WWE Virtual Production Studio
Meptik and AbelCine turned to Sony technologies to power WWE’s new virtual production studio. (Image credit: Meptik)

From iconic body slams at the Pontiac Silverdome to whimsical tirades from The Rock, World Wrestling Entertainment has constantly reinvented itself to keep its millions of fans entertained. Recently, the WWE unveiled its new 30,040-square-foot production facility, The Studios at WWE, located at WWE headquarters in Stamford, CT. The five-studio venue has the production capabilities to further enhance the storylines of its beloved heels and heroes, including a new virtual production stage created in collaboration by AbelCine and Atlanta-based virtual production experts Meptik.

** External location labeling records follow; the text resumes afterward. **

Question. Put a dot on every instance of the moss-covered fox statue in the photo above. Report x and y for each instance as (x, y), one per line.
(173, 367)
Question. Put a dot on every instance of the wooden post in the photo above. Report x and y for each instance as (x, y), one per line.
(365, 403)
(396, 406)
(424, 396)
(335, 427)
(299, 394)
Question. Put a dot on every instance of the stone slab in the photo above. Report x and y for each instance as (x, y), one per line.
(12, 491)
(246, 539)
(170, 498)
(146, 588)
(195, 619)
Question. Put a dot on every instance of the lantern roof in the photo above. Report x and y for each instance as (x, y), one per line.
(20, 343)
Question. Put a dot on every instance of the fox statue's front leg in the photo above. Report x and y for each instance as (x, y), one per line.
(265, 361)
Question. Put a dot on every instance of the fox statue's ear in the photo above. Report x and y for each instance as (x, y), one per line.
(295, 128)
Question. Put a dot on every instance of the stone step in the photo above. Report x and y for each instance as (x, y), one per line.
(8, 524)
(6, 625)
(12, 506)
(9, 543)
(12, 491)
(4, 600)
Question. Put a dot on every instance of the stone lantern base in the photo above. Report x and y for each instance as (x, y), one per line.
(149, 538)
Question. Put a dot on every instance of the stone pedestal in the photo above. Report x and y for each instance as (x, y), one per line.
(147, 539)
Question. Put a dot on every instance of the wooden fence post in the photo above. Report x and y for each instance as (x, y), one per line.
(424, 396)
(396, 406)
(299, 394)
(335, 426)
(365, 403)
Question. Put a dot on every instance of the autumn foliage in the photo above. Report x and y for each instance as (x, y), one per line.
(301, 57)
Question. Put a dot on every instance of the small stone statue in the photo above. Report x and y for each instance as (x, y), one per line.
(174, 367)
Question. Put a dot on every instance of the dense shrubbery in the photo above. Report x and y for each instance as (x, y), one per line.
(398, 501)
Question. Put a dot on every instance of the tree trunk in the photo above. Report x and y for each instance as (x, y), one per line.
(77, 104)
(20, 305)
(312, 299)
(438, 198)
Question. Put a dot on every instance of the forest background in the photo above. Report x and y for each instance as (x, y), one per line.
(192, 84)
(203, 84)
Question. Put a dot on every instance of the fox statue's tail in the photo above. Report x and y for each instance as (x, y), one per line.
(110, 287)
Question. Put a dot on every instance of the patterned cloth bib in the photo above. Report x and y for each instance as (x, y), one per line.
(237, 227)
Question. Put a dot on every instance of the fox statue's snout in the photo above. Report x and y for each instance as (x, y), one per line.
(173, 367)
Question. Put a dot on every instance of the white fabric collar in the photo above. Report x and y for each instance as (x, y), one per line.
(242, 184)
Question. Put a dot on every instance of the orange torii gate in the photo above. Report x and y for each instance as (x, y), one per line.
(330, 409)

[The Integration Guide to Video Walls 2024]

Though The Studios at WWE were an ongoing project, Meptik joined on last fall to design the virtual production set in Studio 3. Brought on by its partners at AbelCine, the project seemed like a perfect fit.

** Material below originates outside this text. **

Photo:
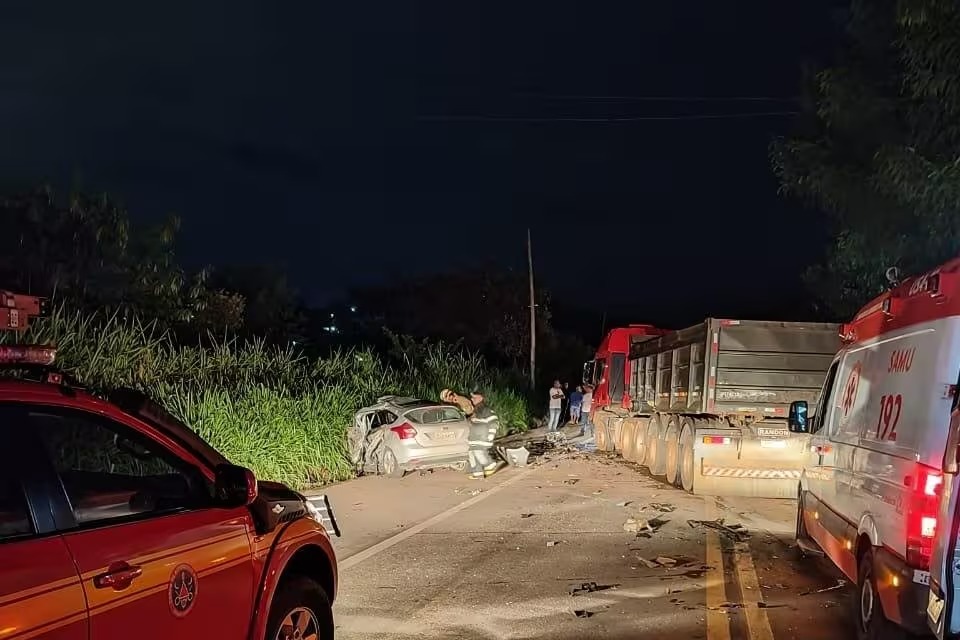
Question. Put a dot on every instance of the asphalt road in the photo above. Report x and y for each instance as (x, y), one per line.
(440, 556)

“Many of us at Meptik are passionate WWE fans, which added an extra layer of excitement to the project,” said Nick Rivero, co-founder of Meptik. "The Studios at WWE boast a gigantic WWE championship belt at the entrance—a perfect photo opportunity that our team eagerly took advantage of after the project was wrapped. Plus, the lobby features an actual wrestling ring, placed right at its heart. The entire space is truly incredible."

For Rivero, one of the highlights of the project was the panel discussions at 2024 NAB Show last April, where the company joined forces with WWE, Sony, and AbelCine to unveil the project for the first time. "WWE generously provided two championship belts for photo opportunities throughout the event, which were a huge hit with the attendees," he recalled. "We’ve kept one of the belts at our office in Atlanta, and it’s been a constant source of excitement.”

Continued Commitment

Fanboying aside, the project has brought new possibilities to WWE storytelling. The project installation took some time to complete, but Meptik’s work is never done.

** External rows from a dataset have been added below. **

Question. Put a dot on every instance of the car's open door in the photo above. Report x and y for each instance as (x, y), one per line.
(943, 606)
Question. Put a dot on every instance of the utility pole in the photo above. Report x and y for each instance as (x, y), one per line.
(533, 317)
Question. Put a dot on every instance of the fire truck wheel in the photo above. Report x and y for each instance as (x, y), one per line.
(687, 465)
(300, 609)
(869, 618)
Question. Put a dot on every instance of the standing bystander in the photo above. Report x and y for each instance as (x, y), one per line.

"Our work on Studio 3 spanned eight months from inception to completion," Rivero explained. "At Meptik, we view our role not just as builders of virtual production studios, but as true partners committed to the success of our client’s projects. That commitment doesn’t end with construction. We’re still actively involved with Studio 3, working closely with the WWE team to ensure they are fully equipped to use the virtual production stage effectively. 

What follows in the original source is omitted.